After a few games, your brother and his friend will go sit at the dining room table. You’ll notice that your brother is holding his friend’s wrist as they exit the den, but that will not strike you as strange, either; not yet.  

You’ll be content with your own company, as you usually are, especially because you seldom get a chance to play games by yourself. It would be easy for you to stay in there for the rest of the night, unaware of the world around you, but I’d encourage you to pay attention. You’ll hear whispers, and giggling, and a smacking sound you can’t quite place. You’ll feel the air get heavy with tension, the silences calling attention to themselves as they become more frequent. A part of you will want to ignore it, but listen to me: pay attention to the part of you that wants to exit the den and put an end to the secrecy. It’s in your best interest. 

Step out gingerly, don’t alert them to your presence yet. You’ll see the back of your brother’s head as he leans into his friend, whose eyelids will flutter. Your brother’s hand will be on the other boy’s knee, and you’ll hear the smacking sound that you’ll forever recognize as the wet sound of lips coming apart from each other. 

You will not stare at the scene for long — it will make you angry. You’ll start walking down the hallway, and you’ll see your brother’s friend recoil as if stung, his back straight against the chair. His eyes will follow you along the hallway, and as you pass by, you’ll glance at him with venom in your eyes. Your brother, who has always been adept at ignoring anything that might inconvenience him, including you, will continuously ask his friend what’s wrong. 

This next part is important. After the other guy leaves and your mother comes home and everybody gets ready for bed, you will want to talk to someone about what you saw. Don’t tell your mother. If you do, the sound of her crying will keep you awake all night. You’ll listen to her heaving breaths, and you’ll want to console her. You will crawl from under the covers several times that night, but each time you’ll freeze outside her door and remember that if you hadn’t told on your brother, she wouldn’t be in pain. You’ll blame yourself for every breath that catches in your mother’s throat, thinking each time that the pain — a pain you caused — will suffocate her. You’ll crawl back in bed and shut your eyes hard enough to make green and purple moths dance under your eyelids.
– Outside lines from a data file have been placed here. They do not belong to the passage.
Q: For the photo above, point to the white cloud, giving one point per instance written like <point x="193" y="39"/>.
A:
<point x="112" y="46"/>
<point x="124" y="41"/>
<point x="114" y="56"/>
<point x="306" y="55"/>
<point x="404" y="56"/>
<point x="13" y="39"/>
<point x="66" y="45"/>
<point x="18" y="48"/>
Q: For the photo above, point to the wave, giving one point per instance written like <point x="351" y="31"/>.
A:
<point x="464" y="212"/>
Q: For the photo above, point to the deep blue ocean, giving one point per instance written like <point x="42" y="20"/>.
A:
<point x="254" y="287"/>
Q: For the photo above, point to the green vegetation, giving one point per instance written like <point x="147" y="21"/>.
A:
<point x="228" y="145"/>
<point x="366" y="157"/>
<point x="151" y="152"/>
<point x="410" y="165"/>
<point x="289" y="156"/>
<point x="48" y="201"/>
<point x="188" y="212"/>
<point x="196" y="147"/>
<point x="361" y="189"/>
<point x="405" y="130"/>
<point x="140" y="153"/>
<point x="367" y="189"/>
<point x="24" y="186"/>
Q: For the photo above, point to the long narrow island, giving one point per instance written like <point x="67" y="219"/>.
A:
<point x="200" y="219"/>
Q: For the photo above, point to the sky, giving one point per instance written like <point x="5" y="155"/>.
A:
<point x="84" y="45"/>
You’ll try, unsuccessfully, to make yourself pass out just so you don’t have to listen to your mother crying in the dark. 
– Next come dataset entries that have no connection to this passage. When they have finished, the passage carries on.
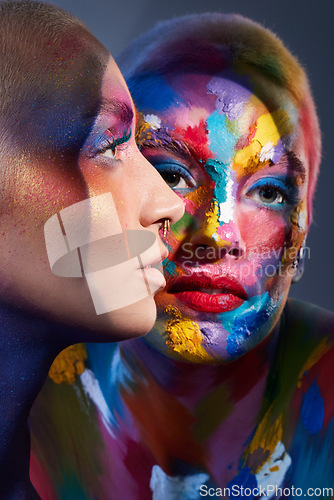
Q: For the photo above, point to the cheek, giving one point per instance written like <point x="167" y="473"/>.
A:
<point x="263" y="230"/>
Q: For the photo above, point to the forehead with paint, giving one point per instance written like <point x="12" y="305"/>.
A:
<point x="218" y="121"/>
<point x="226" y="132"/>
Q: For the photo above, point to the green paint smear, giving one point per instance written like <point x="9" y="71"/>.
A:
<point x="218" y="172"/>
<point x="297" y="343"/>
<point x="219" y="406"/>
<point x="65" y="439"/>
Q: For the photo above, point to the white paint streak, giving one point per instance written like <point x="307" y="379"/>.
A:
<point x="267" y="152"/>
<point x="176" y="487"/>
<point x="226" y="208"/>
<point x="92" y="388"/>
<point x="153" y="120"/>
<point x="265" y="477"/>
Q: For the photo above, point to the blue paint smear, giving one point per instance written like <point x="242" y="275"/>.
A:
<point x="246" y="320"/>
<point x="169" y="267"/>
<point x="104" y="361"/>
<point x="219" y="173"/>
<point x="221" y="140"/>
<point x="246" y="479"/>
<point x="313" y="409"/>
<point x="312" y="458"/>
<point x="152" y="92"/>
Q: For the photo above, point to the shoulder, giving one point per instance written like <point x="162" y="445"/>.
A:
<point x="310" y="317"/>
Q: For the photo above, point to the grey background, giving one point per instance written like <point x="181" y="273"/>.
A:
<point x="307" y="30"/>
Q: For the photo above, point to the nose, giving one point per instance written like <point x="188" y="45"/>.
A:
<point x="160" y="201"/>
<point x="210" y="243"/>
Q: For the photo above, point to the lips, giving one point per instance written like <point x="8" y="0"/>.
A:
<point x="209" y="293"/>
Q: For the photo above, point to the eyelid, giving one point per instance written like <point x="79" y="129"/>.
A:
<point x="285" y="188"/>
<point x="111" y="142"/>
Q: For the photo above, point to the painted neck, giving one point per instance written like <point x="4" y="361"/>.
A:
<point x="182" y="411"/>
<point x="27" y="349"/>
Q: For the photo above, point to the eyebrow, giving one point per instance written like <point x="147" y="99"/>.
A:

But I know you. You won’t be able to keep the secret. You’ll tell your mother, and you’ll be doing your brother a favor, though he won’t realize it right away. They will have a stern conversation behind closed doors. It will be the only time they ever talk about how your brother likes to kiss other guys. After that, he will continue to ignore the issue, and your mother will learn that skill from him, or so you think. In reality, she’ll look for an explanation in articles and books written by Catholic priests and take their words as gospel. Words like “choice” and “devil” and “prayer.” She’ll go on silent retreats where she’ll put that last word into practice, practice, practice and assume that if her faith is strong enough, your brother will be cured. 

Your brother is smart. He’ll move a thousand miles away, where ignoring the issue becomes easier. He’ll save himself some hurt by never having to tell the rest of the family. He’ll get married and you won’t attend the wedding. I am still bitter about that. 
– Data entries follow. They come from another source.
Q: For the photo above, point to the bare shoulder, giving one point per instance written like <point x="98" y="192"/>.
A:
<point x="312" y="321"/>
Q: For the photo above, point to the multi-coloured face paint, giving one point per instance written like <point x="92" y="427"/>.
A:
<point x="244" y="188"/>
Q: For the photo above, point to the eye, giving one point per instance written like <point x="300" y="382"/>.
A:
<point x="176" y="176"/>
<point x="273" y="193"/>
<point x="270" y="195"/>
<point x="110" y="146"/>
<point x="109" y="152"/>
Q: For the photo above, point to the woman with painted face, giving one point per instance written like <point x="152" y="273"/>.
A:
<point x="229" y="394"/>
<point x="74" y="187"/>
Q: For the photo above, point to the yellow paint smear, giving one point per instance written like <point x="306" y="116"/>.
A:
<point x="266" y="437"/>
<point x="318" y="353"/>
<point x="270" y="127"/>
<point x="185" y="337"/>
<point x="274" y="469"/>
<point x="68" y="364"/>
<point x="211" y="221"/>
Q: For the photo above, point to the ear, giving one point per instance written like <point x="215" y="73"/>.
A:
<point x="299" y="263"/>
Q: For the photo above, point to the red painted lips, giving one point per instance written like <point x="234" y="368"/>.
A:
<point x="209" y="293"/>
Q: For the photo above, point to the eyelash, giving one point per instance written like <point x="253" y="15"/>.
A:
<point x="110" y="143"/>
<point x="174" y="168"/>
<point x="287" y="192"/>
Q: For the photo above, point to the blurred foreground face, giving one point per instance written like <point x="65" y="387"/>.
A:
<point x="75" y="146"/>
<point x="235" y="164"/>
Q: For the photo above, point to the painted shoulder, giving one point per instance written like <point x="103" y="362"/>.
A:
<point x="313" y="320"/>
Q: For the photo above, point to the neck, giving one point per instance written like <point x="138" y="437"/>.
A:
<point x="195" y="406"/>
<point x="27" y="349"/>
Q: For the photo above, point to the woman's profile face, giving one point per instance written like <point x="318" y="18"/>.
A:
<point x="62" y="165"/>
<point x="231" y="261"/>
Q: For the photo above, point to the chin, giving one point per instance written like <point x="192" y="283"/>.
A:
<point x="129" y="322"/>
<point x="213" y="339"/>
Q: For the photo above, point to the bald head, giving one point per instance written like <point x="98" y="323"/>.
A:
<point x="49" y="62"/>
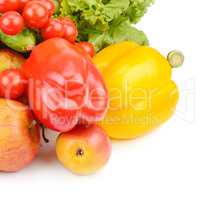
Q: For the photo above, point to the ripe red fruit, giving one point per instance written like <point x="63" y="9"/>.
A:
<point x="8" y="5"/>
<point x="22" y="4"/>
<point x="12" y="84"/>
<point x="70" y="29"/>
<point x="53" y="29"/>
<point x="35" y="14"/>
<point x="11" y="23"/>
<point x="50" y="6"/>
<point x="87" y="47"/>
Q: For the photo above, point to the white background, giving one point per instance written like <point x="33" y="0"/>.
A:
<point x="163" y="165"/>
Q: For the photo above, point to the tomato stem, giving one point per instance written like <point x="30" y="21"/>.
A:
<point x="43" y="134"/>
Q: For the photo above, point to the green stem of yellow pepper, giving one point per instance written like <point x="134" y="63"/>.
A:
<point x="175" y="58"/>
There will be one thing you won’t understand for some time: why the image of your brother kissing another guy made you angry. It did not shock you; it did not make you sad. It made you livid. Let me tell you why:  

A couple of years later, you’ll be in your high school’s bathroom, and you’ll see a girl — the pretty Italian exchange student — applying lipstick. You will not be able to look away from her reflection in the mirror. She’ll pucker her lips and, her long fingers deftly holding the small golden tube, paint them a vivid red in two effortless strokes. As she smacks them together with a familiar sound, she’ll catch you looking, and she’ll smile at you. 

That moment will make you think of your mother’s confused face after you told her about your brother and the other guy. It will remind you of her sobbing, and of the tightness in your chest as you lay in bed that night, knowing that it was your fault she was hurting. It will make you realize that, someday, you’ll make her hurt in the same way again.